Rappelons que selon les statistiques de la Banque de France à fin décembre 2014, les encours de crédits bancaires mobilisés des PME, ETI et grandes entreprises atteignent 685,7 milliards d’euros hors catégorie « divers SCI ». Les encours de crédits pour les seules PME représentent un encours de 372 milliards d’euros. Ces chiffres sont à rapprocher du « crédit inter-entreprises » qui, selon l’Observatoire des délais de paiement, représente en France environ 605 milliards d’euros (chiffres 2011). Ce crédit inter-entreprises s’entend par l’encours de créances clients, diminué des avances versés par anticipation par ceux-ci. La difficulté tient ici à la définition donnée au « crédit inter-entreprises », lequel correspond à ce que le code monétaire et financier défini comme des « délais ou avances de paiement », et non véritablement à un prêt.

Il convient de rappeler en effet qu’aujourd’hui deux types d’exceptions au monopole bancaire existent pour les entreprises : le « crédit fournisseur », c'est-à-dire les avances ou délais de paiement ; et le « crédit de trésorerie intra-groupe ». Mais il reste impossible à une entreprises de prêter à une autre entreprise si ces deux entreprises n’appartiennent pas à un même groupe, ou pour reprendre la loi, si l’une des sociétés n’a pas « des liens de capital conférant à l'une des entreprises liées un pouvoir de contrôle effectif sur les autres ». Ainsi, toute « opération de crédit », au sens où l’entend la loi, est réservée à un établissement de crédit ou une société de financement. C’est ce que l’on appelle le monopole bancaire.

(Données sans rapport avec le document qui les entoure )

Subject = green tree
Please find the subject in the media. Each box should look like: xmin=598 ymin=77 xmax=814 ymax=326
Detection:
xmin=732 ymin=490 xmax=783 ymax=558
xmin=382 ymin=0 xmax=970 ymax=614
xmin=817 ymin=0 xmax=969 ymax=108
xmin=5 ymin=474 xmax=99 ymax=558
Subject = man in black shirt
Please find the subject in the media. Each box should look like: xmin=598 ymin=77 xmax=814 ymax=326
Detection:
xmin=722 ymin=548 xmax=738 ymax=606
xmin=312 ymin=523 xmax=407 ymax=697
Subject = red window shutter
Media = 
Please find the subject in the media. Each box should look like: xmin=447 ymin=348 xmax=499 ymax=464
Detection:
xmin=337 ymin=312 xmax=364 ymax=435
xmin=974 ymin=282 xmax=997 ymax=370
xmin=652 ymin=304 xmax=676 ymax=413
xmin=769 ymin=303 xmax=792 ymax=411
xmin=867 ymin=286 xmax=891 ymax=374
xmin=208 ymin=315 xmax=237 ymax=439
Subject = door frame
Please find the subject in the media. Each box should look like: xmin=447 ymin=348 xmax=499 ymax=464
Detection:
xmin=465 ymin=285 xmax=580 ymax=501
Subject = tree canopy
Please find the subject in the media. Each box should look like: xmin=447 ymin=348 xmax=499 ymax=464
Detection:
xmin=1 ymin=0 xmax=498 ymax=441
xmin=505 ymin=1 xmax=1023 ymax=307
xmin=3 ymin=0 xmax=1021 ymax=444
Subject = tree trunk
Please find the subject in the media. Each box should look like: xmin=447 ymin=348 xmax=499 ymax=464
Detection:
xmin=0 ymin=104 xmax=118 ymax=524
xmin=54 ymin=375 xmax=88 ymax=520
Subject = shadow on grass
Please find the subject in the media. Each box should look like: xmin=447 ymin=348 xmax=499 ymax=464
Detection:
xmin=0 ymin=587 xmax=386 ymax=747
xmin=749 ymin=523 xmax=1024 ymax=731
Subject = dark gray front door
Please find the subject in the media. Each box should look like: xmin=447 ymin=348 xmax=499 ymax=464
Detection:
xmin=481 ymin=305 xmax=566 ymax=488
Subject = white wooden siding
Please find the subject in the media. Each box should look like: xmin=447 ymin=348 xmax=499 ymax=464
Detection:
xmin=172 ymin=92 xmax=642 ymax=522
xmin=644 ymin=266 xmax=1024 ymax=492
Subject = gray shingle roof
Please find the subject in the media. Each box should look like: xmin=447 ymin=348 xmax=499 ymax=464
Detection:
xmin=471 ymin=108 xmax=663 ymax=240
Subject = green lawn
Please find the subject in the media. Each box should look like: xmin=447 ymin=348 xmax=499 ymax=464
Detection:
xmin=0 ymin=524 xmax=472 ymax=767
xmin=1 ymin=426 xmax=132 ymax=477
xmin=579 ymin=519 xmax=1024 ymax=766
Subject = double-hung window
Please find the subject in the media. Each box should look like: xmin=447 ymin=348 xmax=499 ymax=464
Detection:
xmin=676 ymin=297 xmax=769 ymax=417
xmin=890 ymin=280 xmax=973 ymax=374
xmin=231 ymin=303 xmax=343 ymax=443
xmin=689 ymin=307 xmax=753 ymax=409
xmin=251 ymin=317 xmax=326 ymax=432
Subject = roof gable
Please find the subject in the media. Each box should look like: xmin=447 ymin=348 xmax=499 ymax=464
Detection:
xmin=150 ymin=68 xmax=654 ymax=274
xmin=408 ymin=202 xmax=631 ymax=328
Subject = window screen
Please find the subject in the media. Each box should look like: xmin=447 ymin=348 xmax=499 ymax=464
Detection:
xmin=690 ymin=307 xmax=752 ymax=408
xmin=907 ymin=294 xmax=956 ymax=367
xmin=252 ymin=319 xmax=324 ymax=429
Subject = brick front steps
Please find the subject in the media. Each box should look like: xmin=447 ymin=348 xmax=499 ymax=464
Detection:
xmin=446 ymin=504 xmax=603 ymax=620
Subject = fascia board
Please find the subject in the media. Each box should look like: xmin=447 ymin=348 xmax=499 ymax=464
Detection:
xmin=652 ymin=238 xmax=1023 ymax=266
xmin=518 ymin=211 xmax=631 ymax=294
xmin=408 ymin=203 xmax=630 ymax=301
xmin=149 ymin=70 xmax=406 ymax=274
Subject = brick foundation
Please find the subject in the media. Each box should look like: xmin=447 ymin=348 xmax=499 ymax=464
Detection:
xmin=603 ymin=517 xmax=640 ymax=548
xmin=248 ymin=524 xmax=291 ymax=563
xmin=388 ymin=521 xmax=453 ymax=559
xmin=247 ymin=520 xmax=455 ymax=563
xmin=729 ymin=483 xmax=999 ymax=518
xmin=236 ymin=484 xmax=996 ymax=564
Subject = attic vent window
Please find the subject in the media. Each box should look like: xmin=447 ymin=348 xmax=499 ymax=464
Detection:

L’amendement voté à l’Assemblée Nationale permet d’ajouter une nouvelle exception au monopole bancaire en permettant aux entreprises d’effectuer des opérations de crédit, « y compris lorsqu’il n’y a pas de liens de capital entre ces entreprises ». Mais cette faculté serait toutefois encadrée par une condition : l’existence d’un « contrat de partenariat » entre les entreprises. Que faut-il entendre par là ? Les débats sont muets sur la question mais l’on comprend l’idée : réserver le crédit inter-entreprises aux entreprises qui se connaissent, qui ont un courant d’affaires ensemble. Certes, un contrat de partenariat peut revêtir différentes formes. Y compris bien sûr dans une relation client / fournisseur. Et c’est là sans doute qu’il convient de porter la plus grande attention.

Si l’idée d’ouvrir la possibilité aux entreprises à se prêter entre elles doit être saluée, il convient de veiller à ce que cette faculté ne conduise pas à une plus grande emprise des grands donneurs d’ordres sur leurs fournisseurs, ajoutant encore plus de dépendance économique (dont on rappellera que l’abus est prohibé par le code de commerce), mais aussi financière vis-à-vis des ces grandes entreprises. C’est d’ailleurs là la principale objection avancée lors des débats parlementaires. Car si depuis 2010 il existe une Charte régissant les relations entre grands donneurs d’ordres et PME, force est de constater que certaines TPE et les PME restent fortement sous la dépendance de leurs grands clients.

Mais si la France a besoin de ses banques pour financer ses entreprises, ces mêmes banques ne peuvent et pourront de moins en moins financer ces mêmes entreprises, en particulier lorsque la reprise économique interviendra, du fait des contraintes prudentielles qui pèsent sur elles. C’est donc en prévision de cette croissance du besoin de crédit qu’il convient d’aménager les conditions dans lesquelles les entreprises peuvent avoir recours au crédit auprès d’autres entreprises – ou du crowdfunding.